On 8 October 1990, during the First Intifada, Jewish worshipers in the plaza were pelted with stones hurled by Palestinians attending prayers in the al-Aqsa Mosque, the plaza known to Jews as the Temple Mount.

==Archaeology==
===Northwest area===
Archaeological excavations took place at the northwestern edge of the Western Wall Plaza, c. 100 meters west of the Temple Mount.

====Late First Temple period====
The archaeologists made numerous Late First Temple period findings characteristic of the Kingdom of Judah in the time between the end of the 8th century BCE and the destruction of Jerusalem in 586 BCE. These included building remains, some preserved to a height of more than 2 meters. A large quantity of pottery was discovered, including numerous fertility and animal figurines and jar handles with the stamped inscription "LMLK". Another inscription in ancient Hebrew script reads "[belonging] to the king of Hebron".

A First Temple period seal made of semi-precious stone containing ancient Hebrew writing which includes the name "Netanyahu ben Yaush" was found as well. Netanyahu is a name mentioned several times in the Book of Jeremiah while the name Yaush appears in the Lachish letters. However, the combination of names was unknown to scholars.

====Late Roman period====
During the same excavations, part of the Roman 2nd-century CE Eastern Cardo was uncovered, as well as a street segment dated around 130 CE and leading westwards towards the Temple Mount.

===North side (Beit Strauss)===
In October 2020, archaeologists led by Dr. Barak Monnickendam-Givon from the Israel Antiquities Authority (IAA) announced the discovery of a 2,700-year-old two-shekel limestone weight. That places it in the First Temple period, during the Iron Age. According to the IAA, there were two parallel Egyptian symbols resembling a Greek gamma on the surface of the smooth round stone weighing precisely 23 grams (one shekel weighed 11.5 gr) and confirming the development of trade and commerce in ancient Jerusalem.

==Usage==
The plaza is divided by a low wall of Jerusalem stone into two sections. A smaller section immediately adjacent to the Western Wall, and further divided into two sections by a mechitza for opposite genders, serves as an open-air synagogue. It has since become a popular place to hold bar mitzva ceremonies.

The larger section immediately west and south of the smaller one acts as a crowd overflow area for the first, but by itself serving as the location for induction ceremonies of IDF soldiers.

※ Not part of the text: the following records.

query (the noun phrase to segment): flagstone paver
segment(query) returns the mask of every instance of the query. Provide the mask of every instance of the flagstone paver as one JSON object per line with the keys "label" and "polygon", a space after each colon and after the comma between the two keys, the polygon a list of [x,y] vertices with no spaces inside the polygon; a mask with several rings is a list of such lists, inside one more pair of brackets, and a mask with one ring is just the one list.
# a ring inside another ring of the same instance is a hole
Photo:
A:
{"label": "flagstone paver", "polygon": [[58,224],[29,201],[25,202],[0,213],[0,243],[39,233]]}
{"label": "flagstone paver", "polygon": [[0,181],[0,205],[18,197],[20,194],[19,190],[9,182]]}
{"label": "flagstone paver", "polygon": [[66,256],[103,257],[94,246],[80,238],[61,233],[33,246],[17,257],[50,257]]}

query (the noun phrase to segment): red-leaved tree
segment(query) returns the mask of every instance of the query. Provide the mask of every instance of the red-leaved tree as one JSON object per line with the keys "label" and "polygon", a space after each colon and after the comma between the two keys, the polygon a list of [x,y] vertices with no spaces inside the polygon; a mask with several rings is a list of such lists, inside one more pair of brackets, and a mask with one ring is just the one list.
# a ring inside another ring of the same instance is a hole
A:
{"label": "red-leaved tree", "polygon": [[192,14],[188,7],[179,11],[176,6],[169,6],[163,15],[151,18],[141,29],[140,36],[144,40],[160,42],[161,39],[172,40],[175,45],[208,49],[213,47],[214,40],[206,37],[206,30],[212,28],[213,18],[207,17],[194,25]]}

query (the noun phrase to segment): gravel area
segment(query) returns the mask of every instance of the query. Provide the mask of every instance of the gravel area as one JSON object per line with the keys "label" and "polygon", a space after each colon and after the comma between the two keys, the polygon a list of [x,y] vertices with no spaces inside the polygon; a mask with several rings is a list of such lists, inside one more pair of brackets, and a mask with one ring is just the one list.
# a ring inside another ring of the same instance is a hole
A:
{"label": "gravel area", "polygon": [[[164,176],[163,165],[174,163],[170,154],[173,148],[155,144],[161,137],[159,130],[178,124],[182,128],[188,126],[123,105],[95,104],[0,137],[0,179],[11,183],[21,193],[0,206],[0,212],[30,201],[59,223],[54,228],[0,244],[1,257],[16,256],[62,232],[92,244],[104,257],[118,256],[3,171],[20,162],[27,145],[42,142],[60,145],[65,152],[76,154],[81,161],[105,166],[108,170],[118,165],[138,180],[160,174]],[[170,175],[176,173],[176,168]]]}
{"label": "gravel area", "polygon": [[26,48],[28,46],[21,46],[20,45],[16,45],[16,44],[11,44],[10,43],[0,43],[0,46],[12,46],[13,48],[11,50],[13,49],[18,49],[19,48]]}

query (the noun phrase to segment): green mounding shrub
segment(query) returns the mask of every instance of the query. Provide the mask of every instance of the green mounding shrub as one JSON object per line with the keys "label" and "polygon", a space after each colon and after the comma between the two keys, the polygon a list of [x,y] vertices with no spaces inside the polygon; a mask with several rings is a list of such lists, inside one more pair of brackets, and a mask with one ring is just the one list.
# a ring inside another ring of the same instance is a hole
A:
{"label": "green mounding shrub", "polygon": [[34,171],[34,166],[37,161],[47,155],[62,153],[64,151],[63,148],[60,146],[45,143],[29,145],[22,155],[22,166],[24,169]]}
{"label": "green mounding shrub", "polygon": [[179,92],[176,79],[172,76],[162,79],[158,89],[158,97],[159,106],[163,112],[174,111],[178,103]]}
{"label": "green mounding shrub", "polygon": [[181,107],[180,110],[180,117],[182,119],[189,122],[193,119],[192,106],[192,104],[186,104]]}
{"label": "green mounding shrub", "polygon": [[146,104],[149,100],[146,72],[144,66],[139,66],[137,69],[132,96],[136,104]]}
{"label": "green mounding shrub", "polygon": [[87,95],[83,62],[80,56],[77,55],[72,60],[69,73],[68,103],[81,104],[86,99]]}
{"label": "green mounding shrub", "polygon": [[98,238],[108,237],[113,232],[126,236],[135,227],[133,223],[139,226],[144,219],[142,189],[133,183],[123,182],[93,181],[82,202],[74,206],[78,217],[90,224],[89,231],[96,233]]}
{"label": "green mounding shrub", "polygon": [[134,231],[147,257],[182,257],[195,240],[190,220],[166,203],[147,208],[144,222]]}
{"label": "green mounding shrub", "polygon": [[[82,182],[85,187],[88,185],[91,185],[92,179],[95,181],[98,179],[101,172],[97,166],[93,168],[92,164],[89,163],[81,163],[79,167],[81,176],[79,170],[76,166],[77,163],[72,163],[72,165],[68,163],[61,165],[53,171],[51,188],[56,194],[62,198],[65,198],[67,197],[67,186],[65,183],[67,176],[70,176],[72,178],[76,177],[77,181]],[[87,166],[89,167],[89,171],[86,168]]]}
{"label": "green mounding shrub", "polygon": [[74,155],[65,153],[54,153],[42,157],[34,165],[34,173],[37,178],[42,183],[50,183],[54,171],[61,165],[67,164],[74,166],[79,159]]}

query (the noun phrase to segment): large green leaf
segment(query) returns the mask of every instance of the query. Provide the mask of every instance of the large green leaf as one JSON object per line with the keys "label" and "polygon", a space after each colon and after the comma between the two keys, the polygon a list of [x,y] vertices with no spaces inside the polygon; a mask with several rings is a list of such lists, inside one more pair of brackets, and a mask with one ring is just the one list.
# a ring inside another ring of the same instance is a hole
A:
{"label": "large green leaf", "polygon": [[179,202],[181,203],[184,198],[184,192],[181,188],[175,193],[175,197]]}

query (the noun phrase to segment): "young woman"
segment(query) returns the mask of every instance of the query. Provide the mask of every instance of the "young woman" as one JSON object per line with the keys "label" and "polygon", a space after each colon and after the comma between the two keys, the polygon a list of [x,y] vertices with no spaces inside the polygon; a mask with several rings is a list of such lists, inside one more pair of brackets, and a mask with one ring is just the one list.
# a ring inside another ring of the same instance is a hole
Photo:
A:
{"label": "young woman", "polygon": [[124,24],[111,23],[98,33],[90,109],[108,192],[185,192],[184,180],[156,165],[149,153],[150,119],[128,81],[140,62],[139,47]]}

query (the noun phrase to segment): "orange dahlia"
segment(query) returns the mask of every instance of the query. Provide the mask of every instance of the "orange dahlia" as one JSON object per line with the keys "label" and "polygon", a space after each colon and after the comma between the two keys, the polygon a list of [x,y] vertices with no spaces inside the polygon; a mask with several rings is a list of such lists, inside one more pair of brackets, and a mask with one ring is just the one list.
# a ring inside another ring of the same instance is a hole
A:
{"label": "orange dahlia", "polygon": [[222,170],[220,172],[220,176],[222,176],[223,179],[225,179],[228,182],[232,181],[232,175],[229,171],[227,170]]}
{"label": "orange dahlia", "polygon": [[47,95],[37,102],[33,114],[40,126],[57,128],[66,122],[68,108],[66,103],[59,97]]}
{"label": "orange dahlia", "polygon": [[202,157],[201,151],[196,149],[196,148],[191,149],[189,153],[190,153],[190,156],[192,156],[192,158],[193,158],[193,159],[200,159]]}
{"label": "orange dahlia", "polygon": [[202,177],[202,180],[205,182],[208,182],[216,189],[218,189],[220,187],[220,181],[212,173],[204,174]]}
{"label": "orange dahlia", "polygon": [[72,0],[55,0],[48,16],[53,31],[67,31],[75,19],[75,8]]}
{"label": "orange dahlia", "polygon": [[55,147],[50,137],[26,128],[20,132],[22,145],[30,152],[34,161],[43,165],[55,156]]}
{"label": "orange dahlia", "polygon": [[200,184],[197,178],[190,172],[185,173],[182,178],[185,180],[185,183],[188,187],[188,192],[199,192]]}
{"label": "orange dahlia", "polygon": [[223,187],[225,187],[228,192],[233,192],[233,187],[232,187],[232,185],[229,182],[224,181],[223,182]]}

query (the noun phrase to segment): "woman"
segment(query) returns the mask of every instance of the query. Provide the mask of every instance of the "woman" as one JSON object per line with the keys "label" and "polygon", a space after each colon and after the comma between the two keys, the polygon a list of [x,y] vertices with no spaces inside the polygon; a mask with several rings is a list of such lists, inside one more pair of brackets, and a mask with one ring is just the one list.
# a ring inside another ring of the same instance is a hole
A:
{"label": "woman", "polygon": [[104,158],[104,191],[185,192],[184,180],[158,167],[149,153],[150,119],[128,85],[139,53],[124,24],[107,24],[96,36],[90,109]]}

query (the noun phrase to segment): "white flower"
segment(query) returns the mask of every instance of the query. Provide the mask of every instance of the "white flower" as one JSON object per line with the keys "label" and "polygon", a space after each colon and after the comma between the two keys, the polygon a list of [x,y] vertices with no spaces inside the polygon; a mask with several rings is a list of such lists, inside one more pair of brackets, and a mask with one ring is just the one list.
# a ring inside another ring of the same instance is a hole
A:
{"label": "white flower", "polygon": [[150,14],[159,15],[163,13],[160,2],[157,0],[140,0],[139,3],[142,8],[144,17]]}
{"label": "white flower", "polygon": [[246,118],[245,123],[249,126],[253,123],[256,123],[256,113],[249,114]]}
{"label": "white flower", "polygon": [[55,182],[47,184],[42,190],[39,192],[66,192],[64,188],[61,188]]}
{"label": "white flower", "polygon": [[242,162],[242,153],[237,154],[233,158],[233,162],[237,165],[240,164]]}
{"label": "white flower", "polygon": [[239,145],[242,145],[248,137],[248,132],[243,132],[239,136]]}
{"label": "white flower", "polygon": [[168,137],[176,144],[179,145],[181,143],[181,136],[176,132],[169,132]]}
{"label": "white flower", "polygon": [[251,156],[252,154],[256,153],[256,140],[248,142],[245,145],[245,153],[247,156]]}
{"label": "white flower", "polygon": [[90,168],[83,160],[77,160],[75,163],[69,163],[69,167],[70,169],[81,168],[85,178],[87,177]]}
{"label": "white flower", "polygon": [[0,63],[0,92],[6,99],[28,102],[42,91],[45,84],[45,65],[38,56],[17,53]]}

While the plaza is open to all, the Ministry of Religious Services employs modesty guards to ensure visitors dress appropriately to the holiness of the site and as a courtesy to worshipers.

== Other plans ==
In August 1967, the architect Yosef Shenberger was called upon to present a design for the plaza, but his idea quickly became the first of many to be torpedoed by planning boards.

In 1970, landscape architect Shlomo Aronson proposed digging the eastern plaza down to the street level of the Second Temple period.

In 1972, Moshe Safdie was hired to submit a proposal for the plaza. He followed Aronson's plan somewhat, with a series of terraced plazas descending to the Herodian era street level adjacent to the Western Wall, but his proposal was scrapped as well.

In 1976, Irwin Shimron headed the Shimron Committee, which was set up to explore all the options for the development of the plaza. The committee recommended implementing Safdie's proposal, with nothing coming of it to date.